Home Health Stabilization Act of 2025
The Home Health Stabilization Act of 2025 would amend the Medicare home health payment system to stabilize payments to home health agencies for 2026 and 2027. It requires the Secretary of Health and Human Services to provide positive adjustments in those years to fully offset certain negative payment adjustments that would otherwise reduce the national, standardized 30-day period rate under the Home Health Prospective Payment System (HH PPS). Specifically, it directs reliance on the 2025 rate as the base for 2026 and 2027, with limited adjustments and exclusions from expenditure calculations. The bill also indicates that these changes can be implemented by program instruction and clarifies that the act does not express congressional judgment on related prior rulemakings. In short, the bill is designed to prevent payment cuts in 2026–2027 that would affect access to Medicare home health services, by delaying or offsetting negative rate adjustments and stabilizing payer reimbursements to home health agencies during those years.
Key Points
- 1Special rule for 2026 and 2027: The Secretary must provide a positive adjustment to the 2026 national, standardized 30-day payment rate to fully offset the combined impact of a -4.059% Permanent Adjustment Factor and a -5.0% Temporary Adjustment Factor that would otherwise apply to the 2026 rate, as described in a specific 2025 Federal Register rule.

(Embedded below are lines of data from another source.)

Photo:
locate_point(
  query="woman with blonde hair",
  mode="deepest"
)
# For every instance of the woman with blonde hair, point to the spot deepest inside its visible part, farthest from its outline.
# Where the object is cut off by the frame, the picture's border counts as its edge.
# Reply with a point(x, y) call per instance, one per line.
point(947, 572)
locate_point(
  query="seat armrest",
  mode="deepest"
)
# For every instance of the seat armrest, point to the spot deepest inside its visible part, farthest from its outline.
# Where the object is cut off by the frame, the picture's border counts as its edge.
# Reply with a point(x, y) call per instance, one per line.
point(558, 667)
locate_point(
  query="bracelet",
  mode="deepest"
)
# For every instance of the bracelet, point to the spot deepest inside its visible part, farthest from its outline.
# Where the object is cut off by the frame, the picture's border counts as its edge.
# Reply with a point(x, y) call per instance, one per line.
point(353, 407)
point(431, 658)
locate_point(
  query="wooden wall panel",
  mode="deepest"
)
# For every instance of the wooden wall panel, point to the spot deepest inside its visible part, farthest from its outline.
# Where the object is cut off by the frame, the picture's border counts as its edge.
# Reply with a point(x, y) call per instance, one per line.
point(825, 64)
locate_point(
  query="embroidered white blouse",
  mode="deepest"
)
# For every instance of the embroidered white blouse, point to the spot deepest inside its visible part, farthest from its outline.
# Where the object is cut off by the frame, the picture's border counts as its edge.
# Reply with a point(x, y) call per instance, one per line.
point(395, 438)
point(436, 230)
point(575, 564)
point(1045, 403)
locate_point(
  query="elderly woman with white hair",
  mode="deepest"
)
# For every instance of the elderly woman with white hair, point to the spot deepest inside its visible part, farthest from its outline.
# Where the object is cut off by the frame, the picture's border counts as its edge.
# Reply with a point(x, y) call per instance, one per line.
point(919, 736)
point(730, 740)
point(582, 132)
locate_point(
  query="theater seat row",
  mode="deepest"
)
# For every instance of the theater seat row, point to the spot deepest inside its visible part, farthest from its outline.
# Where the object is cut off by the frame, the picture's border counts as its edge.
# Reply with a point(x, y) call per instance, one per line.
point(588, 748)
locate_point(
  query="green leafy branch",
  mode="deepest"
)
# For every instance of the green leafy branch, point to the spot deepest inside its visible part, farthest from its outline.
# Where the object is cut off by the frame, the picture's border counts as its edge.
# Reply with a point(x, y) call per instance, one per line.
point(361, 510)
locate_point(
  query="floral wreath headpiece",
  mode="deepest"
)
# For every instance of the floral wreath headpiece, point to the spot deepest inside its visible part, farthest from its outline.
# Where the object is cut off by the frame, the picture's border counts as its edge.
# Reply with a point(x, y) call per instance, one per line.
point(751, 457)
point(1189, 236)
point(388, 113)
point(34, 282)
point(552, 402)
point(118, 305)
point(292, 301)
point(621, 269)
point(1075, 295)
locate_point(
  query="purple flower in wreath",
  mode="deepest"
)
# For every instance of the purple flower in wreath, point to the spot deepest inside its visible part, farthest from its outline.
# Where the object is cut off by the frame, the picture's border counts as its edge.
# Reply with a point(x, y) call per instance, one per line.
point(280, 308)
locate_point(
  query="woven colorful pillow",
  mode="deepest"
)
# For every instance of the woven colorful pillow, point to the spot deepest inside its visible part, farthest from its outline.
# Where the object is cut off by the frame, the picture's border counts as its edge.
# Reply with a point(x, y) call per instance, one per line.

- 22026/2027 rate basis: For 2026 and 2027, the national, standardized 30-day payment rate should be based on the 2025 rate, incorporating the offset from the positive adjustment and updated according to other applicable provisions—except that it must not be further adjusted by certain other adjustment mechanisms referenced in the bill.
- 3Exclusion from expenditure calculations: When determining actual expenditures for 2026 and 2027, the Secretary must exclude the additional payments made under the offset adjustments, and those offset adjustments cannot be used to justify further offsets under other provisions.
- 4Implementation: The Secretary may implement these provisions by program instruction or other administrative means, rather than requiring new regulations.
- 5Legislative note: The construction section clarifies that this act does not express approval or disapproval of the related 2022 Federal Register rule or its methodology; it preserves the existence of that rule while implementing the stabilization measures.